Il convient de relever à ce titre que le médecin mandaté par la société fait état d’une inopposabilité à compter du 6 août 2023 soit le lendemain de l’infiltration réalisée à gauche selon lui alors que dès le 20 mai 2023, le tableau concerne tant le côté droit que gauche et que les certificats de prolongation ont tous bien indiqué que les arrêts sont en rapport avec l’accident du travail du 16 mai 2023, les épisodes antérieurs dont il est fait état n’étant une fois de plus nullement latéralisés à droite ou à gauche
Il n’est ainsi pas établi que les prescriptions d’arrêts de travail à compter du 6 août 2023 sont dus à une cause totalement étrangère au travail soit sont la conséquence d’un état pathologique préexistant évoluant pour son propre compte sans lien avec l’accident du travail.
Le tribunal disposant de suffisamment d’éléments pour statuer, il n’y a pas lieu à ordonner, à titre subsidiaire, une mesure d’expertise à ce titre.
Enfin, la seule existence d’épisodes antérieurs de sciatique ne justifie également pas l’organisation d’une mesure d’expertise aucun élément médicaux ne faisant état du fait que les épisodes antérieurs sus-cités non latéralisés constituent un état antérieur évoluant pour son propre compte du côté gauche comme allégué.
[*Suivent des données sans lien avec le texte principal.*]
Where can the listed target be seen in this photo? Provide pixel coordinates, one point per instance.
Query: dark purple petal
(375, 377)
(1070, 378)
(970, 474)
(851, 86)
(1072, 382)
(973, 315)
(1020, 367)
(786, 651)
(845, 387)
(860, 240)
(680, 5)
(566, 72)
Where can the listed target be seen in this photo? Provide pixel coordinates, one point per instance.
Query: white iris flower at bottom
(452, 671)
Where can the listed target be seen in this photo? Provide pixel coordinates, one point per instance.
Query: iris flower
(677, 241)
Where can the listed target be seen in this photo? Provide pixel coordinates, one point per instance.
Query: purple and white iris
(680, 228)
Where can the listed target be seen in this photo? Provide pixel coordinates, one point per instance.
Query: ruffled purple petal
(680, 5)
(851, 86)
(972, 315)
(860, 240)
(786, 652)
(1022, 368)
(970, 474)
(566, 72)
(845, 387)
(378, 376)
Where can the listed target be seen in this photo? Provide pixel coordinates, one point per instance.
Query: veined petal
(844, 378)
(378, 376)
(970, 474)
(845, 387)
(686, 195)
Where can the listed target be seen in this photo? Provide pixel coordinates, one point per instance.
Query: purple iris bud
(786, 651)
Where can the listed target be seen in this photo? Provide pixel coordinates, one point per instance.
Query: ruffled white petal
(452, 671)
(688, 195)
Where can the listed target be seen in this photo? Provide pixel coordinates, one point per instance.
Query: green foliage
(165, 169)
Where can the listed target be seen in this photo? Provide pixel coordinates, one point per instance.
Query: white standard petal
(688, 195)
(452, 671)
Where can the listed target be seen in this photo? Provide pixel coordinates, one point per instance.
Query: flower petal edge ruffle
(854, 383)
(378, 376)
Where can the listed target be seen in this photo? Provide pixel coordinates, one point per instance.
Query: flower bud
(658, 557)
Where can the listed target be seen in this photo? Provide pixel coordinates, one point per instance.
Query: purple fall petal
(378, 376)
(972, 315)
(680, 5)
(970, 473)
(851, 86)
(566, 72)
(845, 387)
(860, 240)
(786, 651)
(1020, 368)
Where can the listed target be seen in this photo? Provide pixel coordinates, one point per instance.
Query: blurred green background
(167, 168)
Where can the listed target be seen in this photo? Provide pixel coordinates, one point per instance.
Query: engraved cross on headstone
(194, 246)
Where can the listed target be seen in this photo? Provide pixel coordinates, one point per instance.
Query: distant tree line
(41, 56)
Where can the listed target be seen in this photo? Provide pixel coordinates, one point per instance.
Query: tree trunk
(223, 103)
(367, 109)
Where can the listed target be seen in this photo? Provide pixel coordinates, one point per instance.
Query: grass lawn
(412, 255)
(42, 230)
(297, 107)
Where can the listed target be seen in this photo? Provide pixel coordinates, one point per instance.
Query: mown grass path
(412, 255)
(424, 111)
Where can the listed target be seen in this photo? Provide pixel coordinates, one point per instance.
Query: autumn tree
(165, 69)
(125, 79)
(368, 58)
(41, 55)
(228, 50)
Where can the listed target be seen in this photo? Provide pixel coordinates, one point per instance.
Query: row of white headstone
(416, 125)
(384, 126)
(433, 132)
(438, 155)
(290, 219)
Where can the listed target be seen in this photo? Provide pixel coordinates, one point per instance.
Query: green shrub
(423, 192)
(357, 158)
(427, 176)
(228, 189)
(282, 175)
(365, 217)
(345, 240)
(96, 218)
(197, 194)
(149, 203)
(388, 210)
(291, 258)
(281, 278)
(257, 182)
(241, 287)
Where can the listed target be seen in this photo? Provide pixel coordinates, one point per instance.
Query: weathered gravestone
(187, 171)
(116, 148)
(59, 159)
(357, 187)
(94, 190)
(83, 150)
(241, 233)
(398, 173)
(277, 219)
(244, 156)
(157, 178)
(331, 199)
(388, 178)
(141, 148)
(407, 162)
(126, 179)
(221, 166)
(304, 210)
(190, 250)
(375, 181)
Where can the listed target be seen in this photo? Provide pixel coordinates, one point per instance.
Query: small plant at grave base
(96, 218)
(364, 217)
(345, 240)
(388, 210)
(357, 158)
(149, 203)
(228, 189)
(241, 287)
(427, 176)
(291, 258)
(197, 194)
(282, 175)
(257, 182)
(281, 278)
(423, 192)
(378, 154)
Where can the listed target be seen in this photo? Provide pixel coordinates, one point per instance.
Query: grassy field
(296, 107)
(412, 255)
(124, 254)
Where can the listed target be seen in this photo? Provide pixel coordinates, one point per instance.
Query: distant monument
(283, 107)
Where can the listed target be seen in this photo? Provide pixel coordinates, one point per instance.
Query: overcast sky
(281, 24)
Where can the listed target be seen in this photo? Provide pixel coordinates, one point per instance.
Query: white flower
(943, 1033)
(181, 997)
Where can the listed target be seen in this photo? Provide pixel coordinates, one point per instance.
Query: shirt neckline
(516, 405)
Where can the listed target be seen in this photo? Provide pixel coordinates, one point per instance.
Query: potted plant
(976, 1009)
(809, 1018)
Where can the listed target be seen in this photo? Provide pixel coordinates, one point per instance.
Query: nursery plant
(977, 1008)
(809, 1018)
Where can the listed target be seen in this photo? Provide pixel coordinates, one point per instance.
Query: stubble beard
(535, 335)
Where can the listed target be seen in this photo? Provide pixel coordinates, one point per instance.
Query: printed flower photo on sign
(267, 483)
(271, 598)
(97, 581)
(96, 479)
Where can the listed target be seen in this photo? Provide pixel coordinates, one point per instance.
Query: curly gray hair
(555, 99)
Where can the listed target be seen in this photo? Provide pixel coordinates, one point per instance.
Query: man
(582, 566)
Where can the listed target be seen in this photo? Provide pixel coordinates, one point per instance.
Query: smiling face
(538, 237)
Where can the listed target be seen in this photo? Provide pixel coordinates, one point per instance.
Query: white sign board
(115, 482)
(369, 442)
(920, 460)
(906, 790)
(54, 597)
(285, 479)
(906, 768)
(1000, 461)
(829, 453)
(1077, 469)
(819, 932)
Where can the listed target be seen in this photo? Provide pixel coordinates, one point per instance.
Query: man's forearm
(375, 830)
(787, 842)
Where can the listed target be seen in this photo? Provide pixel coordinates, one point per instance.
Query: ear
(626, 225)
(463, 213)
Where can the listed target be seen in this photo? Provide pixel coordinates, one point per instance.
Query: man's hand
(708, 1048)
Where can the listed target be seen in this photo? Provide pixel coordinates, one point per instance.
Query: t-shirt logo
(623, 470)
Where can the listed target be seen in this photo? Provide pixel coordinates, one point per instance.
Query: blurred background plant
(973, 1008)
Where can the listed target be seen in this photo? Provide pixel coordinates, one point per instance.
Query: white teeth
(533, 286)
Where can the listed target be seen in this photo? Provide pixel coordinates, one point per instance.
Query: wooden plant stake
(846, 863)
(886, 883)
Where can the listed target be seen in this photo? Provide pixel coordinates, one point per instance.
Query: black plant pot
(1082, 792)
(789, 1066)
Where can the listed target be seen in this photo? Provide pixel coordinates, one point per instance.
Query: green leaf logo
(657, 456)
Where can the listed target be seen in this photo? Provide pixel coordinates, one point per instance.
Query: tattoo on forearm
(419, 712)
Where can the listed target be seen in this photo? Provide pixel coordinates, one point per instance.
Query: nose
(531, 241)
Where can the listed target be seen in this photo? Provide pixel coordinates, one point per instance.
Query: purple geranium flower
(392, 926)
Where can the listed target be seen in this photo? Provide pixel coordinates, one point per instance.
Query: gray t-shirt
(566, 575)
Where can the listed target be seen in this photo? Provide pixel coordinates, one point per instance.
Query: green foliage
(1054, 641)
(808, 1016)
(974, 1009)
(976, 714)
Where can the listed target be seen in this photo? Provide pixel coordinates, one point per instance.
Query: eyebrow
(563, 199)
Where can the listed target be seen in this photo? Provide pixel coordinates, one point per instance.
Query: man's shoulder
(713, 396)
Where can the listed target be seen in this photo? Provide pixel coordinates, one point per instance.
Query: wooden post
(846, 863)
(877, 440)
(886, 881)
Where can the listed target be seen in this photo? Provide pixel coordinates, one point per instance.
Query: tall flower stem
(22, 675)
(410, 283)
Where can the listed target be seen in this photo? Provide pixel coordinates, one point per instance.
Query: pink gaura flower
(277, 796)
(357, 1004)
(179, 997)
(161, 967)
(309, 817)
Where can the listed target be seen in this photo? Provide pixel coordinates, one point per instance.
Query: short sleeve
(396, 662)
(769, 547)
Sur les demandes accessoires
Partie perdante à cette instance, la société est tenue aux dépens en application de l’article 696 du code de procédure civile.
PAR CES MOTIFS :
Le tribunal, statuant après débats en audience publique, par jugement contradictoire, en premier ressort et par mise à disposition au greffe de la juridiction,
DECLARE opposables à la société [10] [Localité 13] [3] les soins et arrêts prescrits à Monsieur [S] [T] au titre de son accident du travail du 16 mai 2023 ;
DEBOUTE la société [10] [Localité 12] [11] [3] de ses demandes ;
CONDAMNE la société [10] [Localité 13] [3] aux dépens.
Ainsi jugé et prononcé, les jour, mois et an que susdits.